Your users will also need to change their password after you
have added any encryption types.
Configuring KCRAP Library
-------------------------
You must specify the KCRAP server for each realm in your krb5.conf file.
For each KCRAP server, put a line in your krb5.conf file under the correct
realm:
kcrap = kdc.example.com:89
Example:
[realms]
EXAMPLE.COM = {
kdc = kdc1.example.com:88
kcrap = kdc1.example.com:89
kdc = kdc2.example.com:88
kcrap = kdc2.example.com:89
kdc = kdc3.example.com:88
kcrap = kdc3.example.com:89
admin_server = kdc1.example.com:749
default_domain = example.com
}
Testing your KCRAP setup
------------------------
KCRAP ships with test clients for each challenge/response protocol that it
supports. To test:
1) Create in your Kerberos database a test account:
USERNAME: user
PASSWORD: SecREt01
2) Run each test in the test directory.
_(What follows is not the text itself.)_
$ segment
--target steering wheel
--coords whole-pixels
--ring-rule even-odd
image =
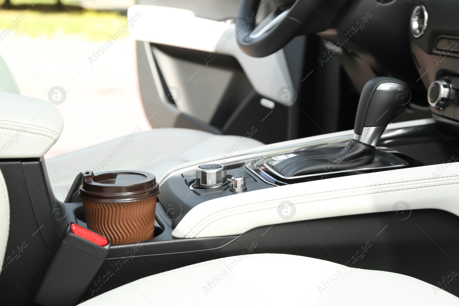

Tests should respond with the
output: "Authentication OK"
3) Probably a good idea to delete your test account now.
Getting your services to work with KCRAP
----------------------------------------
Patches to get KCRAP working with some programs can be found at:
http://www.spock.org/kcrap/
The C API for KCRAP is fairly simple:
1) Obtain KCRAP context:
struct kcrap_context *kcontext =kcrap_init(char* keytab, char* service);
Arguments:
keytab: location of keytab file, or NULL for default
service: service name of principal, or NULL for "host"
Returns:
kcrap_context, or NULL on error. errno is set on error.
2) Fill out request structure
struct kcrap_auth_req_data req;
bzero(req, sizeof(req));
req.chal_type.data = "NTLM"
req.chal_type.length = 4;
[...]
There is no need to fill out pkt_type
timestamp and nonce will be filled automatically if they are 0.
For NTLM:
alt_username is not used
either server_challenge or client_challenge contains the challenge
response contains the NTLM response
For NTLM2:
alt_username is the NT domain name
server_challenge is the (8-byte) server generated challenge
client_challenge is the client generated blob
response contains the 16-byte MD5 hash response
For NTLM2S:
alt_username is not used
server_challenge is the (8-byte) server generated challenge
client_challenge is the (8-byte) client generated blob
response contains the 24-byte response
3) Request authentication
int retval = kcrap_try((struct kcrap_context *kcontext, struct kcrap_auth_req_data *req, int *auth_status);
Arguments:
kcontext: context from kcrap_init
req: request structure
auth_status: status of authentication (bitwise OR):
0 - failed
KCRAP_AUTH_OK - authentication successful
KCRAP_AUTH_COOKIE_OK - server_challenge_cookie check OK
Returns:
0 if no error, or errno.
4) Destroy context
kcrap_free(struct kcrap_context *kcontext);
a) Error messages:
kcrap_errmsg() will return the latest error message.